Today is A's eight-week Remicade infusion. We'll stop for a chicken biscuit at Chic Fil A then head for the lab for his 10:00 appointment. The good news is that today is a school holiday, so he isn't missing classes. (A does not consider that good news. He loves to miss classes.)
Remicade is coded by the insurance company like chemotherapy, and there are many similarities. Every eight weeks, he's hooked up to an IV for 3 hours of measured dosage. The infusion lab is staffed by GI Care for Kids (the pediatric gastroenterology practice) so it's set up for the primarily tween and teen patients' comfort. Recliners, a TV, a bunch of current DVD's, snack tray and two amazing nurses, plus half a dozen pediatric GIs right around the corner and Children's Healthcare/Scottish Rite across the street just in case . . . it's a fantastic arrangement.

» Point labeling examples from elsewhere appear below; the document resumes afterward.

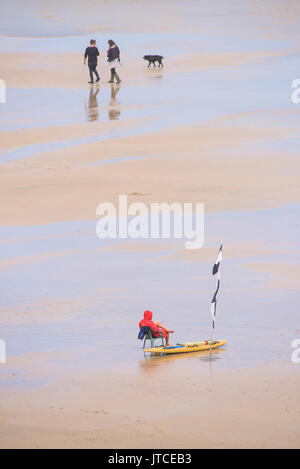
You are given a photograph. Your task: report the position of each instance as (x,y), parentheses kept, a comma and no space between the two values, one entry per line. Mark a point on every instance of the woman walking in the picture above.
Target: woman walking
(113,58)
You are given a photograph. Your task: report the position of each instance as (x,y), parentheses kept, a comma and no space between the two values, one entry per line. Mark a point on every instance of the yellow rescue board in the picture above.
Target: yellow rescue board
(186,347)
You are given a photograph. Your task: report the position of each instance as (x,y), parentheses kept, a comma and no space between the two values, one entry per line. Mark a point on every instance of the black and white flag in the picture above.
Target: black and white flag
(216,270)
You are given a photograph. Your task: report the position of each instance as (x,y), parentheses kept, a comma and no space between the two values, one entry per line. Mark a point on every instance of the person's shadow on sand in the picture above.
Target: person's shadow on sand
(114,113)
(92,109)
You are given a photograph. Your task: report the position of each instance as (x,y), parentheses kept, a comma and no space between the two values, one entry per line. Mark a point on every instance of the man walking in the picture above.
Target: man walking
(92,53)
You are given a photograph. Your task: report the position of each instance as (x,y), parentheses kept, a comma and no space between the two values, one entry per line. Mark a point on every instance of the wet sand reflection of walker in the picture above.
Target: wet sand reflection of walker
(114,113)
(92,109)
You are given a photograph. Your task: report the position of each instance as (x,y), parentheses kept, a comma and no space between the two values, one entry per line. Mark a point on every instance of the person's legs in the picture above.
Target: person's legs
(112,74)
(91,73)
(96,73)
(117,77)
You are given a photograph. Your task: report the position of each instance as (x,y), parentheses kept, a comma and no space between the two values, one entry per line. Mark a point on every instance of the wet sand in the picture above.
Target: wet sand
(216,126)
(156,409)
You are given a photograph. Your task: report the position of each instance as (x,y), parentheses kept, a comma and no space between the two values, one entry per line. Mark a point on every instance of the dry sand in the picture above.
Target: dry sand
(208,162)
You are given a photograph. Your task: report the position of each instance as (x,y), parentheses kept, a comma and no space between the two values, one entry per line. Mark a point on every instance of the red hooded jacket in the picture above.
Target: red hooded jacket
(147,321)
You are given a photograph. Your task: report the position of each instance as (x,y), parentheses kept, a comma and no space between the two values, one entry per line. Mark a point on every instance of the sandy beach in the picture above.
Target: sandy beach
(215,125)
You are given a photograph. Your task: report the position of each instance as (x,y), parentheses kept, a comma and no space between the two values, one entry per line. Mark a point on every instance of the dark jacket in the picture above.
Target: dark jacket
(92,54)
(113,53)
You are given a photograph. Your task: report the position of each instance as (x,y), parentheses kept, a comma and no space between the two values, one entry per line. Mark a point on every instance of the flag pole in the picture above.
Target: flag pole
(213,304)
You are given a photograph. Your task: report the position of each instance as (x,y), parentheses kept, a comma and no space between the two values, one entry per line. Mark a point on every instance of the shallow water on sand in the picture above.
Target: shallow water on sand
(73,302)
(246,94)
(70,302)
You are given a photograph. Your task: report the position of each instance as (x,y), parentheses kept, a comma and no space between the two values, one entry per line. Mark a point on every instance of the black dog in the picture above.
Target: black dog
(154,58)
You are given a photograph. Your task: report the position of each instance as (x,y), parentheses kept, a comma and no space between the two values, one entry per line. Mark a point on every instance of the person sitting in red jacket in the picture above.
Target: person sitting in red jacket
(156,326)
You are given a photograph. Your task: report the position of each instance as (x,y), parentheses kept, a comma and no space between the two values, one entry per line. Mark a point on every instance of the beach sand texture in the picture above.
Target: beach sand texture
(216,125)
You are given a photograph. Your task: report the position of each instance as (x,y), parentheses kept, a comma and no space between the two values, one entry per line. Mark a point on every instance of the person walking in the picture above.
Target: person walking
(113,58)
(92,54)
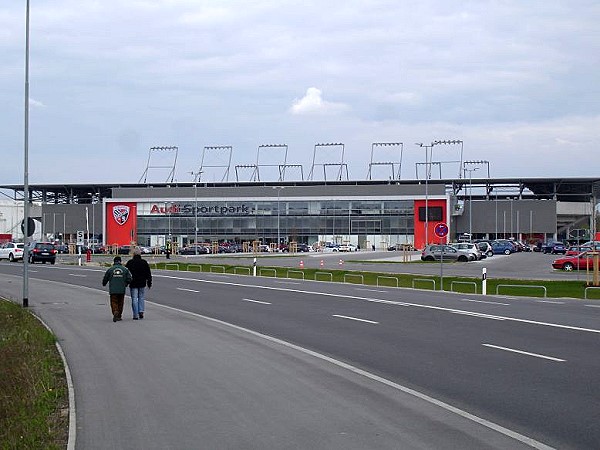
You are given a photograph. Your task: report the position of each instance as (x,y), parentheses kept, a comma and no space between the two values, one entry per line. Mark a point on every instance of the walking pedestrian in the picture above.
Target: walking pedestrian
(118,278)
(141,277)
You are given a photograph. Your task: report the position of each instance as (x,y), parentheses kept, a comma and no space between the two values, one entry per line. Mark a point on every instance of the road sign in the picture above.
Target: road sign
(441,229)
(30,226)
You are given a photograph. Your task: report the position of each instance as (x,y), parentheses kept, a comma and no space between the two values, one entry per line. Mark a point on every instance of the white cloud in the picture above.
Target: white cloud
(313,103)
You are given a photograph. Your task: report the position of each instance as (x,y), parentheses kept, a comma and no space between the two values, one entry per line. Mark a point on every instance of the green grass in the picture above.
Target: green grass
(33,389)
(529,288)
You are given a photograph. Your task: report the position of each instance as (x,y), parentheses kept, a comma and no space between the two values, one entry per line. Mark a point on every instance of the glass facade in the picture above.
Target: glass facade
(292,220)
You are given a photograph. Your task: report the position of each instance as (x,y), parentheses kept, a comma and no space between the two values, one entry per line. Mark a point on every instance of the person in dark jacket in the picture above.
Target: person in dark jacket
(118,278)
(142,277)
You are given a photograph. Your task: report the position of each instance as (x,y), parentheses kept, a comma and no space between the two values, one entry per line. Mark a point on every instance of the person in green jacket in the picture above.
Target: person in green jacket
(118,278)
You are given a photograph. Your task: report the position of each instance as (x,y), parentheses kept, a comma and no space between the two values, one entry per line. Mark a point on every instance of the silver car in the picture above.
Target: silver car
(472,250)
(434,252)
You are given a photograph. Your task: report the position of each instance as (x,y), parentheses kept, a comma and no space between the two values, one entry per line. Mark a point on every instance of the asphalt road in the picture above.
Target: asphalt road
(530,265)
(526,365)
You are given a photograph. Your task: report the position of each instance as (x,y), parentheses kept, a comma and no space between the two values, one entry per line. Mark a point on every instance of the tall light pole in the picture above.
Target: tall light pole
(471,201)
(26,169)
(427,175)
(452,142)
(279,188)
(196,176)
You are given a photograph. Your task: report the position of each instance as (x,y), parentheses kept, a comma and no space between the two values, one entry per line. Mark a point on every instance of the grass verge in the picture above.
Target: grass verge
(512,287)
(34,405)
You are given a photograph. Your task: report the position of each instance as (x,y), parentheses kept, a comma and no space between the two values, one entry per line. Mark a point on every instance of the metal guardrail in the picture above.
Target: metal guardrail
(523,286)
(586,289)
(267,269)
(387,278)
(217,267)
(429,280)
(324,273)
(295,271)
(471,283)
(356,275)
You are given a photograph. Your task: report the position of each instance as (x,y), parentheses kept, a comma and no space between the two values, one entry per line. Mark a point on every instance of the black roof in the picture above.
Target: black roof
(562,189)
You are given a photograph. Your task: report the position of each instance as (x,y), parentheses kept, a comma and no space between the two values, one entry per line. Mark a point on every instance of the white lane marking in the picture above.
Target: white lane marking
(371,290)
(385,302)
(426,398)
(256,301)
(483,301)
(521,352)
(355,318)
(478,315)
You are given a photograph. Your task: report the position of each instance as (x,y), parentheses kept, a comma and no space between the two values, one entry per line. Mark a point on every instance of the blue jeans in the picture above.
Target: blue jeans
(138,296)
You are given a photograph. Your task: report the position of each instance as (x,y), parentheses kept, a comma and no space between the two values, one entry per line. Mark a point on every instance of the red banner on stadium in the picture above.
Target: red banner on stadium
(121,223)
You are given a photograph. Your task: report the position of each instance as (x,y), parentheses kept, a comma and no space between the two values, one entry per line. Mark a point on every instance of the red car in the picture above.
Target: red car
(582,261)
(575,250)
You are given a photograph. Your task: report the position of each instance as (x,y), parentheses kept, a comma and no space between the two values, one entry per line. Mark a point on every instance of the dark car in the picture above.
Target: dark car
(434,252)
(194,250)
(582,261)
(42,251)
(554,247)
(502,247)
(302,248)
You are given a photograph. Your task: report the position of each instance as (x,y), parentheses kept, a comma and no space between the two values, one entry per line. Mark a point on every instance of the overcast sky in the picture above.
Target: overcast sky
(517,81)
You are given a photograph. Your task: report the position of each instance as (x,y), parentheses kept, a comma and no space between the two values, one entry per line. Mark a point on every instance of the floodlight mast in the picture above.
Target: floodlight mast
(376,145)
(427,175)
(452,142)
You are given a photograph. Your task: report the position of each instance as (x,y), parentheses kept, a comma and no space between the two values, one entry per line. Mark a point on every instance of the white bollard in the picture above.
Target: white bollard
(484,281)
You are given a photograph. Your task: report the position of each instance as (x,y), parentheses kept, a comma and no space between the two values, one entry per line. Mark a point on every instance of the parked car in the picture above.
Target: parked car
(12,251)
(62,248)
(575,250)
(582,261)
(502,247)
(485,248)
(434,252)
(124,250)
(472,250)
(554,247)
(193,250)
(42,251)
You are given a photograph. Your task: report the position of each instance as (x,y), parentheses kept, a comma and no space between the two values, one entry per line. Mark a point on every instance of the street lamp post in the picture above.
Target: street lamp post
(196,176)
(452,142)
(427,174)
(279,188)
(26,168)
(471,201)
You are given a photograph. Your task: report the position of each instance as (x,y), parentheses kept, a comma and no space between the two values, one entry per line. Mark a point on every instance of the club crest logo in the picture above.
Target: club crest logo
(121,214)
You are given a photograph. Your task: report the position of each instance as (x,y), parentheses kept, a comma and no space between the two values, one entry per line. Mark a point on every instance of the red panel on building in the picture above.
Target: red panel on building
(437,213)
(121,223)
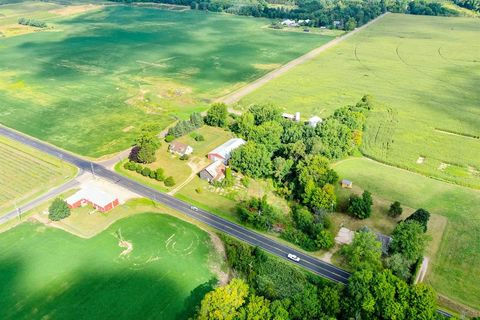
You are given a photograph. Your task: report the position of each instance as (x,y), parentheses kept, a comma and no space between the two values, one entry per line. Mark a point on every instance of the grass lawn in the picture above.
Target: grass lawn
(49,273)
(91,82)
(26,173)
(454,270)
(425,73)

Remicade has been a last-ditch measure to control Adam's severe Crohn's, and so far it's preventing the perforations and sepsis he's endured in the past. We're praying that the inevitable development of Remicade antibodies is far in the future because there isn't much in the research pipeline to go to next.
Meanwhile, we parents get to perch in a microscope waiting "room" that's anything but comfortable. Seven armless seats with the worst ergonomics I've ever seen in an airless anteroom that's about 8 feet wide by 12 feet long! I always try to angle for the corner seat because that way I'm not in the path of strollers headed to the lab that shares the infusion lab's space, nor will the door to the lab smack me in the knees. Otherwise, it's a constant dodge.
I truly do not mind the waiting room because I appreciate the space set aside for patients. I can get up and move around. The patients are tethered to their IVs.
Three hours of Remicade equates to really productive knitting. I hope to get to the heel of Jaywalker #2 and swatch a new project. Plus I have a J. D. Robb in case my hands get tired.